Viktor Frankl, psichiatra austriaco

 Lo avevano privato di tutto.

Della casa, dei libri, dei pazienti, perfino del nome.

Sui documenti del campo c’era solo un numero: 119 104.

Ma Viktor Frankl, psichiatra austriaco di Vienna, continuò a fare l’unica cosa che nessun muro poteva impedirgli: curare l’anima.


Fu deportato prima a Theresienstadt, poi a Auschwitz e infine a Dachau.

Ogni giorno vedeva uomini spegnersi non per fame, ma per mancanza di senso.

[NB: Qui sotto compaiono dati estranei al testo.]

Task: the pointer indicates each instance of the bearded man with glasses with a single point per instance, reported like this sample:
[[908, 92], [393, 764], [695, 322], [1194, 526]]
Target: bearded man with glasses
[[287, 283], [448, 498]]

E lì, nel cuore dell’inferno, comprese una verità che avrebbe cambiato la psicologia moderna:

anche quando tutto è perduto, la libertà ultima dell’uomo è scegliere il proprio atteggiamento davanti al destino.


Cominciò a parlare ai compagni di baracca, a sostenerli con poche parole, a farli aggrappare a un pensiero, a un ricordo, a un perché.

Un figlio da rivedere.

Un amore da ritrovare.

Un lavoro da finire.

Un sogno ancora possibile.


Molti sopravvissero grazie a quella scintilla invisibile.

Altri morirono, ma con una pace che nessuna guardia poté rubare.


Quando la guerra finì, Frankl pesava poco più di quaranta chili.

Aveva perso la famiglia, la moglie, tutto ciò che possedeva.

Ma portava con sé un manoscritto scritto a memoria:

le basi di una nuova terapia, nata tra il filo spinato e la disperazione.


La chiamò logoterapia — “la cura attraverso il significato”.

Insegnerà al mondo che non si guarisce soltanto con le medicine, ma con uno scopo.

Nel 1946 pubblicò Uno psicologo nei lager, un libro tradotto in decine di lingue.


Scrisse:

«Chi ha un perché, può sopportare ogni come.»


Parole nate in un campo di sterminio, che ancora oggi curano chi si è perso nella vita.


Perché finché l’uomo trova un senso, neppure l’oscurità può vincerlo.